The Kenya – Uganda Railway was built by the Imperial British East Africa company back in the 1890s. Construction of the line began at the Kilindini Harbour in Mombasa in 1895. Around 1900, the line arrived at the present site of the city of Nairobi. Indeed, Nairobi owes its existence to railway engineers who drained a vast swamp, thus enabing the construction of permanent buildings. Indian labourers began commercial activities to cater for railway crews and colonial administrators. The railway arrived at Port Florence (Kisumu) around 1901.
Eventually, the British Government took over the territories of Kenya and Uganda from the Imperial British East Africa Company. In 1920, Kenya became a colony of the Crown under direct administration of the Colonial Office in London.
The railway was expanded from Eldoret to Kampala, bypassing the use of ships on Lake Victoria from Kisumu. Additional branch lines were built from Nakuru to Nyahururu, from Nakuru to Rongai and from Konza to Magadi. The invasion of Ethiopia by Italy during World War 2 forced the British to build a railway from Nairobi to Nanyuki in order to supply its forces. British troops forced the Italians out of Ethiopia and restored Emperor Haile Selassie to his throne.
After independence in the early 1960s, railway and port operations in Kenya, Uganda and Tanzania were administered by a single body: the East African Railways and Harbours.
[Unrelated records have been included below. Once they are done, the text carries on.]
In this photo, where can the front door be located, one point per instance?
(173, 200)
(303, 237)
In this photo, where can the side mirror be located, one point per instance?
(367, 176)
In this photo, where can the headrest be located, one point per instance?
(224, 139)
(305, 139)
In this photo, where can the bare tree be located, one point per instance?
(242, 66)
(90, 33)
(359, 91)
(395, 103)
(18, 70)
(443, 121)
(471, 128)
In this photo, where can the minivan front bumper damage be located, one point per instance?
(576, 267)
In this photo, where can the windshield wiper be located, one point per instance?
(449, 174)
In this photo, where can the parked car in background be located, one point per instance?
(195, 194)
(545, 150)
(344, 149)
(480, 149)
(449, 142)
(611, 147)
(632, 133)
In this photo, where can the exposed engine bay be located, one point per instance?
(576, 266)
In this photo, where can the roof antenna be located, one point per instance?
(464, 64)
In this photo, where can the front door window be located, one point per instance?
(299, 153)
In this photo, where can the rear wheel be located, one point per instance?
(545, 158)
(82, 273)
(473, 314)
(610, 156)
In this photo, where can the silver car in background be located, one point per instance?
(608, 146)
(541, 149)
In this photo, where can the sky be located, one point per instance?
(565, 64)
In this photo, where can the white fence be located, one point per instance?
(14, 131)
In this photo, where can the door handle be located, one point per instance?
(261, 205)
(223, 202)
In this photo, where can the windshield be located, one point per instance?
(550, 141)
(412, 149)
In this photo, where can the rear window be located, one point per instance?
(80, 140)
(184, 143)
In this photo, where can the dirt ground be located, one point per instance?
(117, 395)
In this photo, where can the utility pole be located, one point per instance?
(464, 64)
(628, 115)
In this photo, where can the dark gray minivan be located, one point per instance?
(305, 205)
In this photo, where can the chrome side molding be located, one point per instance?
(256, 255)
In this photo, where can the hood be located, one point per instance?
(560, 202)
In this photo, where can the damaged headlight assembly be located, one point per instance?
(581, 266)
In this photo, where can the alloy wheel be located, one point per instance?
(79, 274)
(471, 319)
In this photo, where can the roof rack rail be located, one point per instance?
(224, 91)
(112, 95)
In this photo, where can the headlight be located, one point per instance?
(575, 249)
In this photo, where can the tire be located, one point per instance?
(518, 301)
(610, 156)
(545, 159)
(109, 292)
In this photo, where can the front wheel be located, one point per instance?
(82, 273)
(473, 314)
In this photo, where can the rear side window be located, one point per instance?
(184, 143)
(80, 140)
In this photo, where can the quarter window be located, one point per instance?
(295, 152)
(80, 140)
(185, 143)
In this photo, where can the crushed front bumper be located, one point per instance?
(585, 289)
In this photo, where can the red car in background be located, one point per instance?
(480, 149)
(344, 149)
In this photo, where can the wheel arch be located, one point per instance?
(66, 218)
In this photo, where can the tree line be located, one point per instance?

The break up of the East African Community in 1977 marked the beginning of the end for the region’s railway system. Each of the three East African countries took up running its own system. In Kenya, railway and port operations were split between two state-owned corporations: Kenya Railways and Kenya Ports Authority. The railway became starved of funds.
In Uganda, civil war between 1979 and 1986 paralyzed railway transport which is yet to recover to this day.